You could build a tree out of List2; the first level of the tree is the first of (X1..Xn) that appears in set X. The second level is the values for the second item, plus a leaf node containing the set of lists which contain only X1. The next level contains the next possible value, and so on.
Root --+--X1--+--EOF--> List of pointers to list2 lines containing only "X1"
| |
| +--X2---+--EOF--> List of pointers to list2 lines containing only "X1,X2"
| | |
| | +--X3--+--etc--
| |
| +--X3---+--EOF--> "X1,X3"
|
+--X2--+--EOF--> "X2"
| |
| +--X3---+--EOF--> "X2,X3"
| | |
...
This is expensive in memory consumption (N^2 log K, I think? where N=values for X, K=lines in List2) but results in fast retrieval times. If the number of possible Xs is large then this approach will break down...
Obviously you could build this index for all 3 parts of the tuple, and then AND together the results from searching each tree.
There's a fairly efficient way to do this with a single pass over list2. You start by building an index of the items in list1.
from collections import defaultdict
# index is HashMap<X, HashMap<Y, HashMap<Z, Integer>>>
index = defaultdict(lambda: defaultdict(dict))
for rowid, (x, y, z) in enumerate(list1):
index[x][y][z] = rowid
for rowid2, (xs, ys, zs) in enumerate(list2):
xhits = defaultdict(list)
for x in xs:
if x in index:
for y, zmap in index[x].iteritems():
xhits[y].append(zmap)
yhits = defaultdict(list)
for y in ys:
if y in xhits:
for z, rowid1 in xhits[y].iteritems():
yhits[z].append(rowid1)
for z in zs:
if z in yhits:
for rowid1 in yhits[z]:
print "list1[%d] matches list2[%d]" % (hit[z], rowid2)
The extra bookkeeping here will probably make it slower than indexing list2. But since in your case list1 is typically much smaller than list2, this will use much less memory. If you're reading list2 from disk, with this algorithm you never need to keep any part of it in memory.

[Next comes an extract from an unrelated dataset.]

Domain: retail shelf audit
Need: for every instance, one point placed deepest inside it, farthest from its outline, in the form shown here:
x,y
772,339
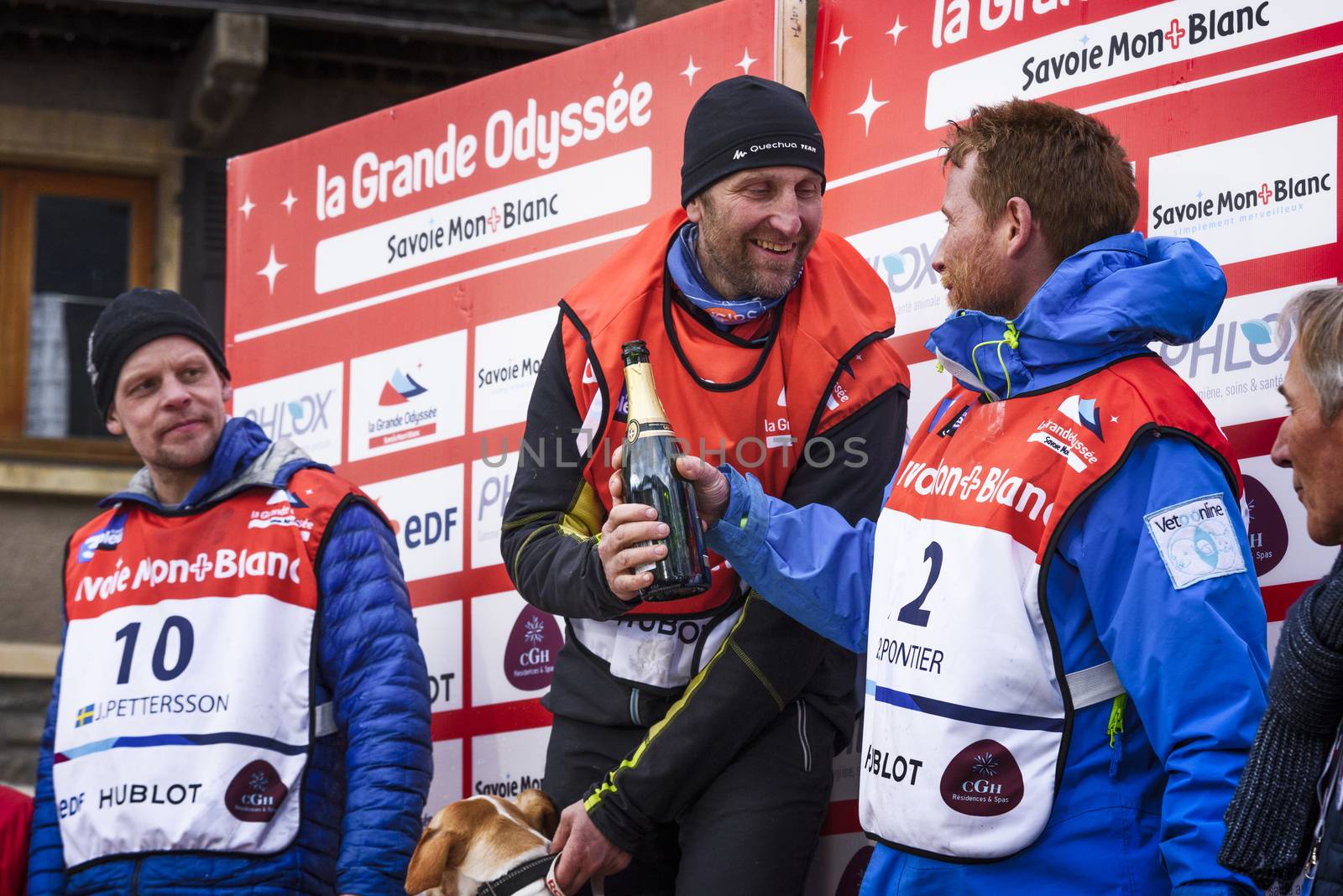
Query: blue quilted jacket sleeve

Memory access can be a big deal, so I can't say for sure which will be faster in practice. Have to measure. The worst-case time complexity in both cases, barring hash table malfunctions, is O(len(list1)*len(list2)).
How about using HashSet (or HashSets) for List 2 ? This way you will only need to iterate over List 1
If you use Guava, there is a high-level way to do this that is not necessarily optimal but doesn't do anything crazy:
List<SomeType> list1 = ...;
List<Set<SomeType>> candidateFromList2 = ...;
if (Sets.cartesianProduct(candidateFromList2).contains(list1)) { ... }
But it's not that hard to check this "longhand" either.